Health care facilities see declines in slips, trips, and falls
The National Institute for Occupational Safety and Health collaborated with several organizations to design, implement, and evaluate a prevention program from 1996 to 2005. The result is a workbook that identifies and provides strategies to prevent the top 10 causes of slips, trips, and falls in health care settings.
Slip, Trip and Fall Prevention for Healthcare Workers is the result of research by NIOSH, BJC Health System, the Finnish Institute for Occupational Health, Liberty Mutual Research Institute for Safety, the Johns Hopkins School of Public Health, the Veterans Health Administration, and the Washington University School of Medicine. It explains the hazards that contribute to the top slips, trips, and falls, shows where they are likely to occur, and provides recommendations to reduce or eliminate the hazard.
Slips, trips, and falls in hospitals accounted for 38.2 lost workday injuries per 10,000 employees in 2009 -- 90 percent greater than the average rate for all other private industries combined, according to the Bureau of Labor Statistics. They are the second most common cause of lost workday injuries in hospitals, after overexertion.

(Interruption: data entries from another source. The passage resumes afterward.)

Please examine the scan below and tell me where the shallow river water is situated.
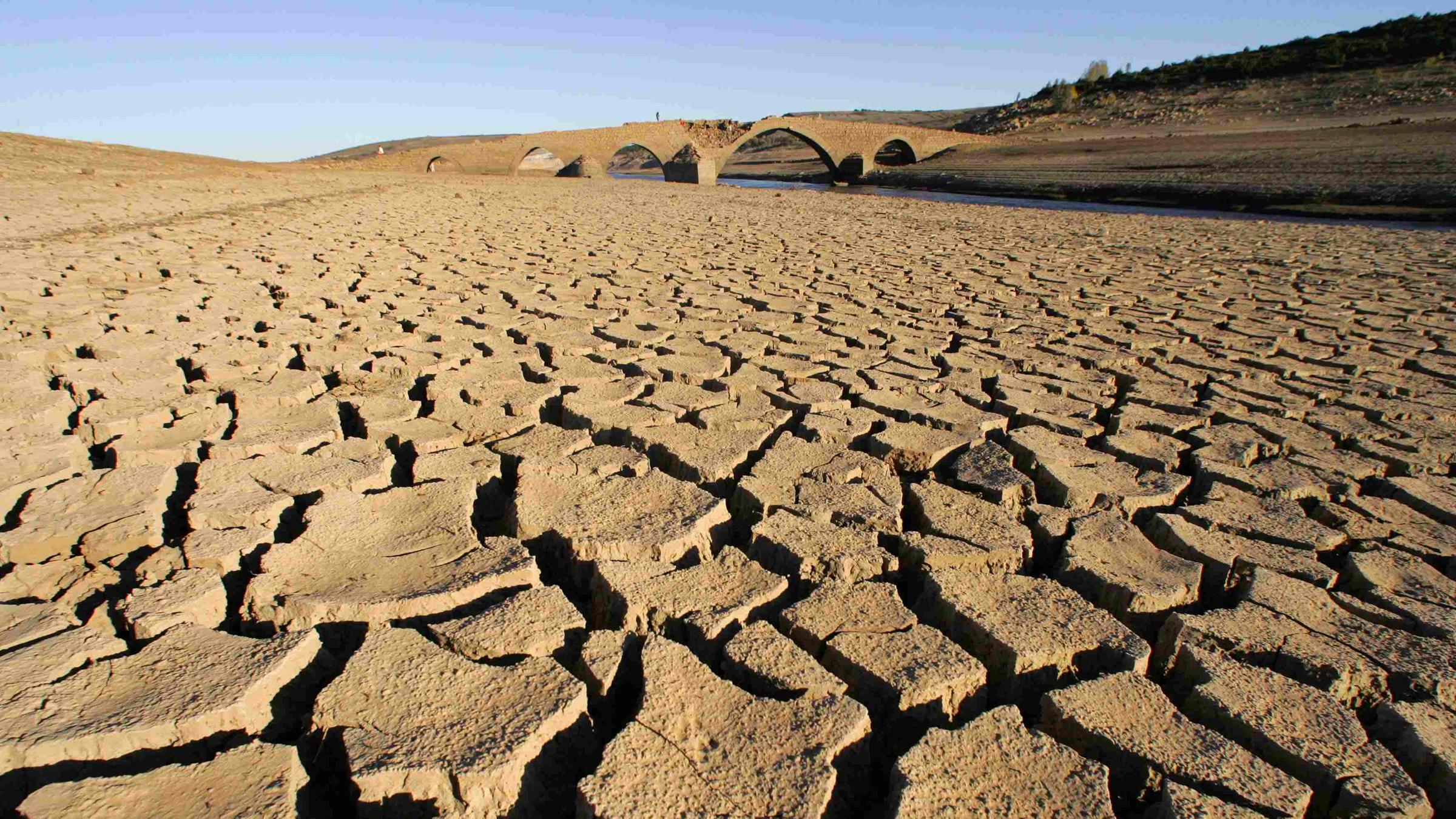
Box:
[612,174,1456,231]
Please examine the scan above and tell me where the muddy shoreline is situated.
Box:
[718,172,1456,224]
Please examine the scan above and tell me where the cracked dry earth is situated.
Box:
[0,172,1456,819]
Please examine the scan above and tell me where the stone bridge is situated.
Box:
[365,116,990,185]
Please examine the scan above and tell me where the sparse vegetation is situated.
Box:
[1034,12,1456,102]
[1077,59,1107,83]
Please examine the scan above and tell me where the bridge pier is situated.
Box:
[662,157,718,185]
[556,156,607,179]
[834,153,875,182]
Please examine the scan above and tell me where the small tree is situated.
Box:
[1051,82,1077,113]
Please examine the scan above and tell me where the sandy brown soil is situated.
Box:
[0,146,1456,819]
[872,118,1456,220]
[724,61,1456,220]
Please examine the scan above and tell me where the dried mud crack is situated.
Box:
[0,169,1456,819]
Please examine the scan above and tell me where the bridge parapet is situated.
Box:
[358,116,991,185]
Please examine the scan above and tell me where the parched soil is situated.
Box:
[871,118,1456,220]
[0,151,1456,819]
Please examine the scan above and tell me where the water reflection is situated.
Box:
[612,174,1456,231]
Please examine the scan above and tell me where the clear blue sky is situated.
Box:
[0,0,1448,160]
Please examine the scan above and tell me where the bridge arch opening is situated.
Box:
[875,140,916,167]
[718,128,837,182]
[607,143,662,179]
[516,146,567,177]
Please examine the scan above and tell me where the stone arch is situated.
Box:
[601,141,673,172]
[874,137,920,166]
[722,123,844,175]
[511,143,565,177]
[425,155,465,174]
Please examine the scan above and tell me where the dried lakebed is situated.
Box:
[0,170,1456,819]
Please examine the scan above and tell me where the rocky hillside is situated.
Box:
[954,12,1456,137]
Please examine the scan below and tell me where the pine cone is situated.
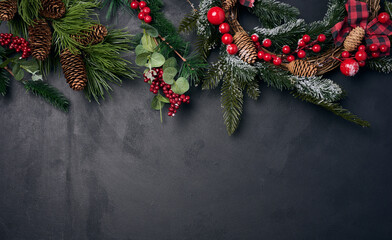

Contaminants on the floor are the leading cause of slips, trips, and falls incidents in health care facilities, according to the book. "Water, grease and other fluids can make walking surfaces slippery. Well-documented housekeeping procedures, correct floor cleaning, proper usage of mats and signs, accessible clean-up materials, and slip-resistant shoes will help to minimize the risk of slipping."
The other top slips, trips, and falls hazards for health care facilities were:
- Poor drainage -- pipes and drains.
- Indoor walking surface irregularities.
- Outdoor walking surface irregularities.
- Weather conditions -- ice and snow.
- Inadequate lighting.
- Stairs and handrails.
- Stepstools and ladders.
- Tripping hazards -- clutter, loose cords, hoses, wires, and medical tubing.
- Improper use of floor mats and runners.
For each identified hazard, the workbook describes the hazard, discusses where it occurs most often, and provides detailed prevention strategies.It also includes a checklist to help identify different hazards in specific facilities.